At the dawn of the genomics era, is the family history still relevant? The answer is a resounding yes.1,2
The family history is clinically useful because it is a proxy for genetic, environmental, and behavioral risks to health. It can be used to inform risk stratification, allowing for judicious use of screening and opening the door to early and even prophylactic treatment.3–8 As people live longer, we will need to detect common chronic conditions early in their course so that we can continue to improve health outcomes. Family history can help physicians personalize preventive care for conditions such as diabetes, osteoporosis, and cancers of the breast, colon, and prostate.2,9–15
However, there is ample evidence that the family history is underused. Most practitioners ask about it infrequently and inconsistently.16,17 Why is this, and how can we encourage the use of this powerful tool to enhance our daily clinical practice and improve care?
We will discuss here some of the challenges that make it difficult for physicians to collect and use the family history in clinical practice, and review strategies for collecting and using the family history in a more consistent manner. We anticipate that this discussion will be helpful to clinicians, as the family history is an essential input to personalized, preventive care plans.
CHALLENGE 1: ARE PATIENTS’ REPORTS RELIABLE?
A question that often arises when discussing the utility of the family history is the reliability of patients’ reports. Can we trust that patients can accurately report their family history? For many conditions, the answer is yes.18,19
Ziogas and Anton-Culverl20 asked 1,111 cancer patients whether their relatives had ever had cancer and verified their answers. In more than 95% of cases, if the patient said that a first-degree or second-degree relative did not have cancer of any type, that relative truly did not have cancer. Overall, over-reporting of cancer was rare, occurring in 2.4% of cases.
If the patient said that a relative did have cancer, that statement was usually true as well. The reliability of a report of cancer in first-degree relatives was greater than 75% for most types of cancer (female breast, ovarian, esophageal, colorectal, pancreas, lung, melanoma, brain, thyroid, lymphoma, leukemia). For several of these types of cancer (female breast, colorectal, and brain), the reliability was 90% or higher. For second-degree relatives, the reliability of a reported positive history was moderate (50% to 80%) for the same types of cancer, and for third-degree relatives, the reliability dropped further for all types of cancer except female breast, brain, pancreas, and leukemia, for which the reliability of a positive report remained at 70%.

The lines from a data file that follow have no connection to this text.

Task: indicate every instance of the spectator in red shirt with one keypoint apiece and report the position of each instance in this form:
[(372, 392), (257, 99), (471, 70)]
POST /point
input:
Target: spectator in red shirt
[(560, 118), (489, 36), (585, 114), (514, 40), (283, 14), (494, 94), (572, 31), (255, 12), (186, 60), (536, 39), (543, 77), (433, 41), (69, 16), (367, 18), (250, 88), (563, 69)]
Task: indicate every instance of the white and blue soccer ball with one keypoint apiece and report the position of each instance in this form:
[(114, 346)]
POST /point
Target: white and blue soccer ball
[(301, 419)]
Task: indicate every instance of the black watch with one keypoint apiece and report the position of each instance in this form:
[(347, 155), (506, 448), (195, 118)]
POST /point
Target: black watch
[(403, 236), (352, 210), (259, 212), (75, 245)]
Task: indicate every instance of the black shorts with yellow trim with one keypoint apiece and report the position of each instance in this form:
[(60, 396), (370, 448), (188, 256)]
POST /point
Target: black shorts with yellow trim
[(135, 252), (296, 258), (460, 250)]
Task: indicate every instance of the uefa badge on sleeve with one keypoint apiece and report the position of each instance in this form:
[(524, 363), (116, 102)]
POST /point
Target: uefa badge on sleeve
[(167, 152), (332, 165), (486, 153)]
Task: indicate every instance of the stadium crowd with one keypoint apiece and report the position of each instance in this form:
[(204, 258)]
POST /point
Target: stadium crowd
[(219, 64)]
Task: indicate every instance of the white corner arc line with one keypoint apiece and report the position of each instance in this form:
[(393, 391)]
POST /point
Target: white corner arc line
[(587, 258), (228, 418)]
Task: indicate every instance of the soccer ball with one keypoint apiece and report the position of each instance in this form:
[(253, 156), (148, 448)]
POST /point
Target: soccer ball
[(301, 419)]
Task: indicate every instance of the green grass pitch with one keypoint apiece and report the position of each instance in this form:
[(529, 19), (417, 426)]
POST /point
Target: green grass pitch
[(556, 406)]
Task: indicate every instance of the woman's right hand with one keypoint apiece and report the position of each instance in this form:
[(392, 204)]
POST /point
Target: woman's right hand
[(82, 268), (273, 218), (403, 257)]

Wideroff et al21 had similar findings in a study of more than 1,000 patients and more than 20,000 of their relatives.
Yoon et al,18 at the US Centers for Disease Control and Prevention, developed a Web-based risk-assessment tool called Family Healthware, currently undergoing validation trials. They found that patients’ reports were highly reliable for coronary heart disease, stroke, diabetes, and breast, ovarian, and colorectal cancers. They also calculated the degree of risk associated with a positive family history and the prevalence of a family history of each of these diseases.
For the primary care physician, these studies support the reliability of patients’ reports and provide guidance for targeting specific conditions when obtaining a family history.